Acclaimed popular historian and novelist Fraser rehearses the half-century of maneuvering that culminated in the 1829 liberation of English and Irish Catholics from crushing de jure discrimination.
Antonia Fraser’s last history book was about the 'perilous question' of parliamentary reform in 1832. The King and the Catholics takes on the 'abominable question' of Catholic emancipation three years earlier. It is also, Fraser writes, 'in one sense, the sequel' to her seminal study of the gunpowder plot. It deals with religious intolerance, xenophobia, rising populism, 'a people strangely fond of royalty' (Lord Holland’s observation), and a seemingly intractable Irish problem. It was the great issue of the day, 'mixed up with everything', one bishop noted, that 'we eat or drink or see or think' ... Fraser, a convert to Catholicism, as well as a descendant of the Anglo-Irish Protestant Longfords, tells the story with erudition, sprezzatura and a tremendous sense of fun. Every page is shot through with humour and humanity.
Fraser’s fourteenth work of nonfiction opens with one of the biggest bangs in English history, the extraordinarily destructive Gordon Riots of 1780 protesting the Catholic Relief Act of 1778, which legalized priests, Catholic schools, and Catholic inheritance, balanced only by amending the oath of allegiance to repudiate the pope’s 'temporal' authority ... The chief heroes of the long Catholic emancipation campaign were Kerry County Catholic Daniel O’Connell, who insisted on nonviolence, and the Duke of Wellington, the victor of Waterloo, whose insistent political pragmatism finally convinced the king ... As she has accomplished with so much modern British history, Fraser makes the story of the Catholic Question’s resolution riveting.

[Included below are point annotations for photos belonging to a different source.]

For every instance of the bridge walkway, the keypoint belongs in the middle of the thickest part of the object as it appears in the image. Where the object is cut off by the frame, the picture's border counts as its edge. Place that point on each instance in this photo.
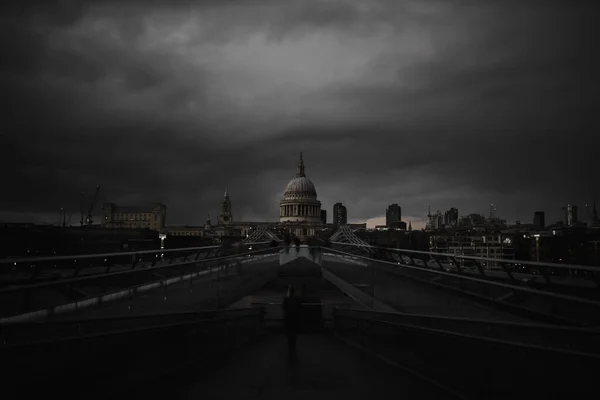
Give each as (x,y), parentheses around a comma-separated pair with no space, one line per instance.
(326,368)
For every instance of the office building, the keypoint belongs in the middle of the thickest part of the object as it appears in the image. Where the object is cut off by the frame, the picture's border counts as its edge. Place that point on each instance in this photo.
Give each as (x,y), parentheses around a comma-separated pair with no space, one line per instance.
(150,217)
(451,218)
(539,220)
(570,215)
(393,216)
(340,214)
(324,216)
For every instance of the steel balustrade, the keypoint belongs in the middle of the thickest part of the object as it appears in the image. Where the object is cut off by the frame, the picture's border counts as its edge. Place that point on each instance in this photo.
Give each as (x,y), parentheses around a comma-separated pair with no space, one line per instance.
(469,366)
(78,290)
(544,301)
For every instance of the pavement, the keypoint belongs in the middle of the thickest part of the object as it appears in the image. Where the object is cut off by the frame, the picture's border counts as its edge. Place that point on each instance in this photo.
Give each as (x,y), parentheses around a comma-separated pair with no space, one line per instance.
(408,296)
(190,295)
(326,369)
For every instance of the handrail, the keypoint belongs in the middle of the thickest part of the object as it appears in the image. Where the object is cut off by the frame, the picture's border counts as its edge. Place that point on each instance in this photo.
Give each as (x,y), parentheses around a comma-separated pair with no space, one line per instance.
(120,254)
(562,307)
(566,329)
(475,338)
(487,259)
(250,312)
(470,278)
(67,321)
(129,271)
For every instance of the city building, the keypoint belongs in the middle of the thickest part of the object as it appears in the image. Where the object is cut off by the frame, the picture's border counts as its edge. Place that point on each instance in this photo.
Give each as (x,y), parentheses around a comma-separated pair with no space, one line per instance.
(300,210)
(451,218)
(393,216)
(340,214)
(324,217)
(150,217)
(539,220)
(225,217)
(487,246)
(570,215)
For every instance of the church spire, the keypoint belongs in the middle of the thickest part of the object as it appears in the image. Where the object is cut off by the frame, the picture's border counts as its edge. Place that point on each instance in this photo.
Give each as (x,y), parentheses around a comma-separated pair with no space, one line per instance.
(300,167)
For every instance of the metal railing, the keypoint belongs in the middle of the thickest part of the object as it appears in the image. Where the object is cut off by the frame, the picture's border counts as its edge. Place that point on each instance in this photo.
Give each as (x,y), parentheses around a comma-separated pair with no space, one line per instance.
(43,331)
(31,270)
(122,356)
(580,340)
(469,366)
(547,302)
(18,303)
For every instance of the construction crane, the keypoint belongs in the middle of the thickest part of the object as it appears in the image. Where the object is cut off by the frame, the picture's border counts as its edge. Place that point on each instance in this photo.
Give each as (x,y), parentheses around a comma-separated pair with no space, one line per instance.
(593,215)
(492,212)
(81,221)
(88,219)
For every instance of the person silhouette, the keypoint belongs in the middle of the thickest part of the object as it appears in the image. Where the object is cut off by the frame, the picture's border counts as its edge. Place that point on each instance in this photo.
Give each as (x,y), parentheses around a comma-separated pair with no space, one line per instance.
(291,312)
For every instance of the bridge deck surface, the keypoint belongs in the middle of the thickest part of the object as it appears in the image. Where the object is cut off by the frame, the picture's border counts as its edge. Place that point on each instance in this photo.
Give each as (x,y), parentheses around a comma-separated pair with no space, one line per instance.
(185,296)
(326,369)
(408,296)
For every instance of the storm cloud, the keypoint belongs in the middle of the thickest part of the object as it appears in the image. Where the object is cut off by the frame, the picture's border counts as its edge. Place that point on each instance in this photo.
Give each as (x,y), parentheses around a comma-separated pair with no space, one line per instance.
(441,103)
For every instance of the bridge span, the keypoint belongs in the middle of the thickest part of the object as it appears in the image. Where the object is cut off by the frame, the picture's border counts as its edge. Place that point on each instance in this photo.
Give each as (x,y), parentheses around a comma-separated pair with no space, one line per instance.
(207,322)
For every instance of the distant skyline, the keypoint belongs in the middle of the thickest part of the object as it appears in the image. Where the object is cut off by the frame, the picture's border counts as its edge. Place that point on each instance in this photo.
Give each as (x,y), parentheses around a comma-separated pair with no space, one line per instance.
(422,102)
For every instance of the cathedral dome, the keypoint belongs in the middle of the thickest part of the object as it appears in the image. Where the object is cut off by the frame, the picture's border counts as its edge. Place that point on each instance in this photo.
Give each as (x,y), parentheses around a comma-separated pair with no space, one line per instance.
(300,187)
(300,205)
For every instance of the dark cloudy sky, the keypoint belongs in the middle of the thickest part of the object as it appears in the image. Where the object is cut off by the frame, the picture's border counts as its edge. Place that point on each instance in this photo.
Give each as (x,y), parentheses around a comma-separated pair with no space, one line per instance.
(441,102)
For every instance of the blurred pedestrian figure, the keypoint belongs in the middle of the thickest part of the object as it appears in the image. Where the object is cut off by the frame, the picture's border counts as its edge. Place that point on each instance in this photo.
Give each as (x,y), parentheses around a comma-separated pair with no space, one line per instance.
(292,315)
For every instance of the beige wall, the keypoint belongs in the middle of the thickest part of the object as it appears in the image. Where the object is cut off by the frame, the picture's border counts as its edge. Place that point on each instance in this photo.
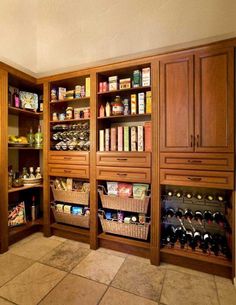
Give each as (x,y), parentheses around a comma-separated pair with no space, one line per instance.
(74,33)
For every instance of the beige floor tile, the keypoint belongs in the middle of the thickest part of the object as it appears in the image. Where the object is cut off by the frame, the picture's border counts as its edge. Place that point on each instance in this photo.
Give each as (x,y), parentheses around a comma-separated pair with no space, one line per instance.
(138,276)
(226,291)
(30,286)
(99,266)
(66,256)
(5,302)
(35,248)
(189,271)
(75,290)
(118,297)
(112,252)
(11,265)
(182,288)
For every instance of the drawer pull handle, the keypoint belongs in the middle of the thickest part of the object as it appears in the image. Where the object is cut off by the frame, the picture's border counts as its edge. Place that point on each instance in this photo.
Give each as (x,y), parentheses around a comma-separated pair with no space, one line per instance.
(194,179)
(194,161)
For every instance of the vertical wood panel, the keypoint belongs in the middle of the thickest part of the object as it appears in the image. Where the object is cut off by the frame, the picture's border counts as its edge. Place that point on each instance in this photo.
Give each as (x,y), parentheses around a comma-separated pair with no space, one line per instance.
(4,161)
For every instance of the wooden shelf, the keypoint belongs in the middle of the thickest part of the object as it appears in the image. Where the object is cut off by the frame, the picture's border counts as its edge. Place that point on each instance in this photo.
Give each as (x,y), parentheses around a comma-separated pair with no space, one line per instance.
(27,148)
(19,111)
(130,116)
(68,121)
(19,189)
(13,231)
(70,100)
(125,90)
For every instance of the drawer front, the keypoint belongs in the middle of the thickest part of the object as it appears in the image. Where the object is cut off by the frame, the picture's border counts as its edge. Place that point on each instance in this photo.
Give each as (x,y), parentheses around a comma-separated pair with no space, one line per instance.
(130,159)
(216,162)
(124,174)
(71,157)
(73,171)
(224,180)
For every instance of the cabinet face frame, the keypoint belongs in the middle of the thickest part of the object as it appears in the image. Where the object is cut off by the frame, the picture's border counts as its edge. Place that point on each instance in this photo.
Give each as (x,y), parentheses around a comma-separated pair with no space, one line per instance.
(177,64)
(202,133)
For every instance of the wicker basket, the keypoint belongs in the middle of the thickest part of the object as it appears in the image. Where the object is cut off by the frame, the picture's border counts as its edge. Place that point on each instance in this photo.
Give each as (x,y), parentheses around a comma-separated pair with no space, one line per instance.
(70,219)
(124,204)
(71,196)
(125,229)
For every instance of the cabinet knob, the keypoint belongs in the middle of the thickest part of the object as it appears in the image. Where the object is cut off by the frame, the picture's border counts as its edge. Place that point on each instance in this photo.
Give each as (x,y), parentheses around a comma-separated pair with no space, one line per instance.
(195,179)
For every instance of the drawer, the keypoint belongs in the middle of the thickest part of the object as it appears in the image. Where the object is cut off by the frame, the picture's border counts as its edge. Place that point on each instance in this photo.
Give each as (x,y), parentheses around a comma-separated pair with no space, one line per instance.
(217,162)
(130,159)
(73,171)
(224,180)
(124,174)
(69,157)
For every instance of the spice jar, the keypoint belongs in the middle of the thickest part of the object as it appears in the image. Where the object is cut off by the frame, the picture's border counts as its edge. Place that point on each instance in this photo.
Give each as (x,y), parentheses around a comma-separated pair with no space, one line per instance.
(117,106)
(69,113)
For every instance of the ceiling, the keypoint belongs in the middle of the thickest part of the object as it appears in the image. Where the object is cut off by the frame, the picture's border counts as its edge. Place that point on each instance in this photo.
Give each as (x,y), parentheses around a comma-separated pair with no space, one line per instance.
(43,37)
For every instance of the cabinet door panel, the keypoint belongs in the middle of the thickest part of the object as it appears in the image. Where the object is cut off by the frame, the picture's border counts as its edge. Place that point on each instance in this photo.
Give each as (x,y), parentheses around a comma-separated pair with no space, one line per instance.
(176,103)
(214,101)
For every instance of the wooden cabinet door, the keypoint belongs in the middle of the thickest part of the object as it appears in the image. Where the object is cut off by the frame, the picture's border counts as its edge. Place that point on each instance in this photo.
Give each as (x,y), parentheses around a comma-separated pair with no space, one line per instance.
(214,100)
(176,103)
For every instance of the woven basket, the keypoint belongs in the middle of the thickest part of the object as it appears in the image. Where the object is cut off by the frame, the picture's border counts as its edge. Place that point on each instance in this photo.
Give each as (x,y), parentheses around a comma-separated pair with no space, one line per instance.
(124,204)
(130,230)
(71,196)
(70,219)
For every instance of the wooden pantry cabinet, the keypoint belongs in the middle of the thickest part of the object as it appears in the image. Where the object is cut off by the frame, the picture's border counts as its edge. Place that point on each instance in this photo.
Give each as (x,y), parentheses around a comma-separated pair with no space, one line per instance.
(197,101)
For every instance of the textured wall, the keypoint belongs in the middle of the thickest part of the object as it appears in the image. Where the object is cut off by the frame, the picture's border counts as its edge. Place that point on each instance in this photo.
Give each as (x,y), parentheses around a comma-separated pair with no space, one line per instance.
(47,36)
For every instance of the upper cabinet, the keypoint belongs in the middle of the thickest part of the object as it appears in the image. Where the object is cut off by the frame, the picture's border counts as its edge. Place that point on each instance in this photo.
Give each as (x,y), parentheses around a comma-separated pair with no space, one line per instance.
(199,120)
(176,103)
(214,100)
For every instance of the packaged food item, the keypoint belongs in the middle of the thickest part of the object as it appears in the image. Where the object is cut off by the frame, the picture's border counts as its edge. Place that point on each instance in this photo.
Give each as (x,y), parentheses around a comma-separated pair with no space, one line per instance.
(120,138)
(126,138)
(69,113)
(140,138)
(67,209)
(117,106)
(133,104)
(137,76)
(148,102)
(113,139)
(107,139)
(77,210)
(141,104)
(112,188)
(126,106)
(133,138)
(141,218)
(113,83)
(61,93)
(140,190)
(120,216)
(69,184)
(146,77)
(125,189)
(125,83)
(87,86)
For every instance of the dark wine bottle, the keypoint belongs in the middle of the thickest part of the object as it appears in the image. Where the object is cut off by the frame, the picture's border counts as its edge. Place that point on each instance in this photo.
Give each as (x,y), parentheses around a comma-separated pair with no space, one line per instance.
(179,213)
(188,214)
(207,215)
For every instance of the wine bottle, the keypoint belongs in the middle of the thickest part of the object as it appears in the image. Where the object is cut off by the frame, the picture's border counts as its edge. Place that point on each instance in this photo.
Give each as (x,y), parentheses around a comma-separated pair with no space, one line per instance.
(198,216)
(170,212)
(179,213)
(188,214)
(207,215)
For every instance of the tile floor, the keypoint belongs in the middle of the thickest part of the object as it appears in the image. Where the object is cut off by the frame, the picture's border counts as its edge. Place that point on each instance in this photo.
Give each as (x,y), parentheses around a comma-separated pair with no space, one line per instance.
(54,270)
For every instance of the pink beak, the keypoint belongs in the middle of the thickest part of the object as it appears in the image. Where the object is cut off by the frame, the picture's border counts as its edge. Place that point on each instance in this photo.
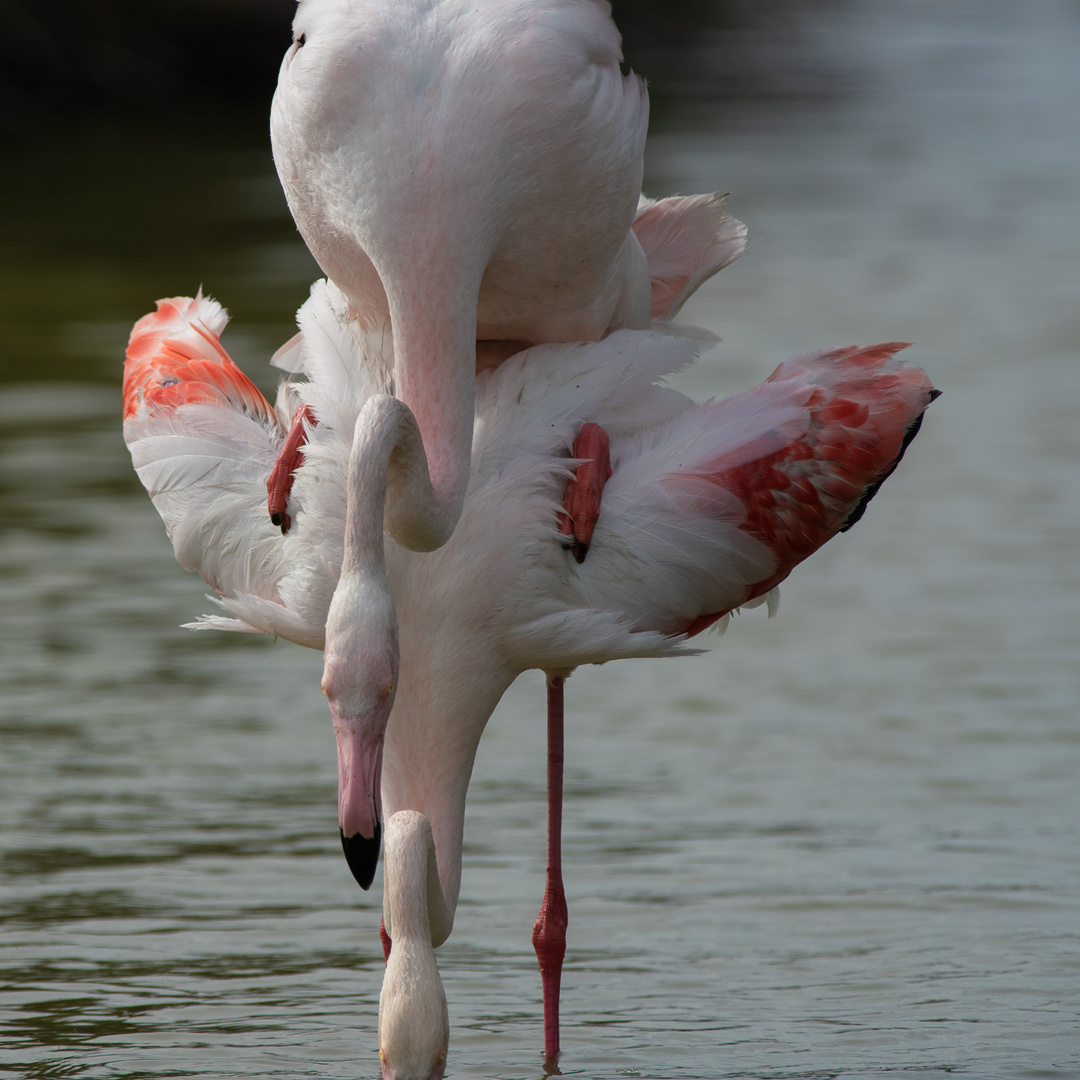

The King and the Catholics isn’t as magisterial as Mary Queen of Scots or as flat-out exciting as Faith and Treason: The Story of the Gunpowder Plot. Instead, it’s a convincing and worthy addition to the already impressive Fraser corpus ... Fraser’s presentation of this story is free of both footnote skirmishes and extravagant claims, but she devotes too much attention to the many minor players’ biographical minutiae at the expense of commentary and analysis of the complex, even self-contradictory situations that emerge in the course of her narrative ... There’s readerly consolation, however, in the book’s many small and wonderful discoveries.